“学生犯了些错,曲某刚训斥完。”
答得晏然自若,曲寒尽一望旁侧的明丽娇女,意在是她惹了事端与过错。
端立于原地缄默不语,眼睫微垂,像极了一名正被责罚的学生,楚轻罗暗叹先生说谎高明,竟能说得黑白颠倒,神色却未变丝毫。
有何人会知,她方才与先生缠欢不休,而此人欺她在案,吻得昏天暗地……
除杂乱之外,睦霄未察觉到其余的异样,了悟般朝先生恭敬一拜:“那案子算是结了,明日徐家小娘子便能安然回府,牢狱中应未受刑罚,我暗中遣了人盯着。”

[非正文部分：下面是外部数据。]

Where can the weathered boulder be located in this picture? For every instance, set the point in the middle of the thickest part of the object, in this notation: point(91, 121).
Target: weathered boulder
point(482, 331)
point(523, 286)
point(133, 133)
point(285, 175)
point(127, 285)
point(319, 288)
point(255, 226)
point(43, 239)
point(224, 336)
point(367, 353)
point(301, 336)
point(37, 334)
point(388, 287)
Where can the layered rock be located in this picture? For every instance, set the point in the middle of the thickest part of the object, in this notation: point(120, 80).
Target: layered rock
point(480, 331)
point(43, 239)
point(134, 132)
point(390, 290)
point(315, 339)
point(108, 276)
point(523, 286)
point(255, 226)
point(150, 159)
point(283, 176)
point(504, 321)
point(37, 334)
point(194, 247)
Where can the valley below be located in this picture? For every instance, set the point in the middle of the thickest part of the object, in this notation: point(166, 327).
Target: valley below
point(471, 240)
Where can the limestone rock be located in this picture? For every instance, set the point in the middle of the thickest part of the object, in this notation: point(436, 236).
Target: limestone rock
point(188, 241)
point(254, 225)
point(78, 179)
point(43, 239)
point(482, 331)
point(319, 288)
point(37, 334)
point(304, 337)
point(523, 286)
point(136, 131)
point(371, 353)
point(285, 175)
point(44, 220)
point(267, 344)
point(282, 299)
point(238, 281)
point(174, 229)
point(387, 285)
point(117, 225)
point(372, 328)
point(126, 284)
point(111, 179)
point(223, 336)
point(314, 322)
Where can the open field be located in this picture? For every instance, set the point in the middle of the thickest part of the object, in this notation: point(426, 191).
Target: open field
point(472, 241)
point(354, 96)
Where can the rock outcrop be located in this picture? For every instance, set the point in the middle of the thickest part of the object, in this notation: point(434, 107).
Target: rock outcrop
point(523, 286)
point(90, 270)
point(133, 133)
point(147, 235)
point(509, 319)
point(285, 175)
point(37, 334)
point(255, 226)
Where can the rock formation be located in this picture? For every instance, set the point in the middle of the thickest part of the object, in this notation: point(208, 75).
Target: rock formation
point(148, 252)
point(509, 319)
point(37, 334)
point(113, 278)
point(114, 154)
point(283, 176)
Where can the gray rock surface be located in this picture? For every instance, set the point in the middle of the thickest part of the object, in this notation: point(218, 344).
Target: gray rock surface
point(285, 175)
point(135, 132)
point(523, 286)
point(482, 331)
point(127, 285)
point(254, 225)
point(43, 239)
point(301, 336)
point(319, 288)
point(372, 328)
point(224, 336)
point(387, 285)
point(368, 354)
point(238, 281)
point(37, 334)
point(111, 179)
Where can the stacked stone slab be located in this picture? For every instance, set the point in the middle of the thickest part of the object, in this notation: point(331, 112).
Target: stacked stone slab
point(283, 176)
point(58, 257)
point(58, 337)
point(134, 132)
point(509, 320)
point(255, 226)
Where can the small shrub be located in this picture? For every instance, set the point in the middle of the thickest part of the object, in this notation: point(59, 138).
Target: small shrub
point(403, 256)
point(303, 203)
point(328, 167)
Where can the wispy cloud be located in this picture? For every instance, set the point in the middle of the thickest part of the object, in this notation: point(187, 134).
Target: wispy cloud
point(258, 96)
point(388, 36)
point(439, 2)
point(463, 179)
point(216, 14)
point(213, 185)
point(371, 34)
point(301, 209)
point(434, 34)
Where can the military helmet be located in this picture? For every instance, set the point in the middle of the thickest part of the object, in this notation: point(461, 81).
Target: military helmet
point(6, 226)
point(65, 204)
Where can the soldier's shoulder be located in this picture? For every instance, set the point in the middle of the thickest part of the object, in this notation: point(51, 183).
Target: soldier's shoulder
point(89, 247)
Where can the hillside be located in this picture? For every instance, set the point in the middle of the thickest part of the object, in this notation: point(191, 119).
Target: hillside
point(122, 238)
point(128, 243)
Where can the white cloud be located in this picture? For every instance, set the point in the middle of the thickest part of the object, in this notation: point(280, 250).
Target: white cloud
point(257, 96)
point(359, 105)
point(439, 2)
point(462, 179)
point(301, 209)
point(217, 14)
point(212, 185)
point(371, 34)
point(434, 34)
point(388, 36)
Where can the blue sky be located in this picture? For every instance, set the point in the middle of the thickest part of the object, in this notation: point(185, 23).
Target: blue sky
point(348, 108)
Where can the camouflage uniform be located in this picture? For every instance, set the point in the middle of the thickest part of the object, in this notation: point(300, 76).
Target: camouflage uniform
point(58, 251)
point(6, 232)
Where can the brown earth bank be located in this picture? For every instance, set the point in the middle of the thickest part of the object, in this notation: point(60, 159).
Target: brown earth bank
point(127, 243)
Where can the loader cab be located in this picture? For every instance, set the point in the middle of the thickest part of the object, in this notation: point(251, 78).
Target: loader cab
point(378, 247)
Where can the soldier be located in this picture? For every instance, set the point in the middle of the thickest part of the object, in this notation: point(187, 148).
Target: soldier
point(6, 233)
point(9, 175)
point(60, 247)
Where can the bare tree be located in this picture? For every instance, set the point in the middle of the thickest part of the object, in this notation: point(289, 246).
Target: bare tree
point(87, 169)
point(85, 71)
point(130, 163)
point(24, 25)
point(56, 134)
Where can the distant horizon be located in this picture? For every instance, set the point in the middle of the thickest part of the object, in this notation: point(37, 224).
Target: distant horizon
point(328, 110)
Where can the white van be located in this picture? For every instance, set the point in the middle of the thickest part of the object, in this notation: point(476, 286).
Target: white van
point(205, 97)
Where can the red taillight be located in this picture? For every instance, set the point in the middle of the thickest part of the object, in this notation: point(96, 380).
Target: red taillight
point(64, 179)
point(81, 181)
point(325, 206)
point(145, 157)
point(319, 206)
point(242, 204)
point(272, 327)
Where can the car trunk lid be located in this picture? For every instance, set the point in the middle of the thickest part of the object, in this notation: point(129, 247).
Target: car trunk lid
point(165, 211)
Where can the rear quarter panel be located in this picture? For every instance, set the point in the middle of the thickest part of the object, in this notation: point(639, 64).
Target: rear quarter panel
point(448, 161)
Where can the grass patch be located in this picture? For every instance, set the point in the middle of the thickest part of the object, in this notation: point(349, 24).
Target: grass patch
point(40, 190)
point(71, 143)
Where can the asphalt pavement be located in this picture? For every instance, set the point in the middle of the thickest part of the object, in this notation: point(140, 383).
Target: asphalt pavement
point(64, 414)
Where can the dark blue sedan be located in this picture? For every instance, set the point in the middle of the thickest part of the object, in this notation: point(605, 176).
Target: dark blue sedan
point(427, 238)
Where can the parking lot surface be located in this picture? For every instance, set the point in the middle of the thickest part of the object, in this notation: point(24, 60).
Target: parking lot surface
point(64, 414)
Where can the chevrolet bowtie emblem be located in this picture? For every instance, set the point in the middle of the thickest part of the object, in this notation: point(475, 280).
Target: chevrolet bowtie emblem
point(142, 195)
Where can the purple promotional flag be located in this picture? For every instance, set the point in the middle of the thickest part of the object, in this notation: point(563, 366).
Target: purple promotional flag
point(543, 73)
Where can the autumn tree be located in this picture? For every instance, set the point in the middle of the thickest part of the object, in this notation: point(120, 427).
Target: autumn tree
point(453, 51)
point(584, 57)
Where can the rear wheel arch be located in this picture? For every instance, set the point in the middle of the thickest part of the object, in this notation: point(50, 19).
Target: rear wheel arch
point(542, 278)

“曲某谢郡主照拂。”他行揖回礼,这回孙将军遭遇行刺,真是靠郡主才能化险为夷。
扬眉灿笑了几声,睦霄闲然而坐,娴熟地自行斟茶:“徐姑娘要谢就谢她是司乐府所出,由先生袒护着。”
“不然啊,无人愿救她。”
徐小娘子也算是命大,有睦霄郡主倾力相帮,捡回了小命一条……
不过在牢中关了这些天,徐安遥应长了不少教训,那便饶了那骄横之女一回,她在旁暗想,忽见郡主不知何时瞧向她来。
睦霄思索片晌,似乎这姑娘时常来此,不解地问出口:“对了,我尤为好奇楚姑娘的琴技,是为何要先生日日私下相授?”
“自是因为小女身处末流,先生仁慈,未弃小女于不顾,才有了今日。”
楚轻罗回得委婉,话里话外说着自身琴技堪忧,先生是好意传道授业,才有了此光景。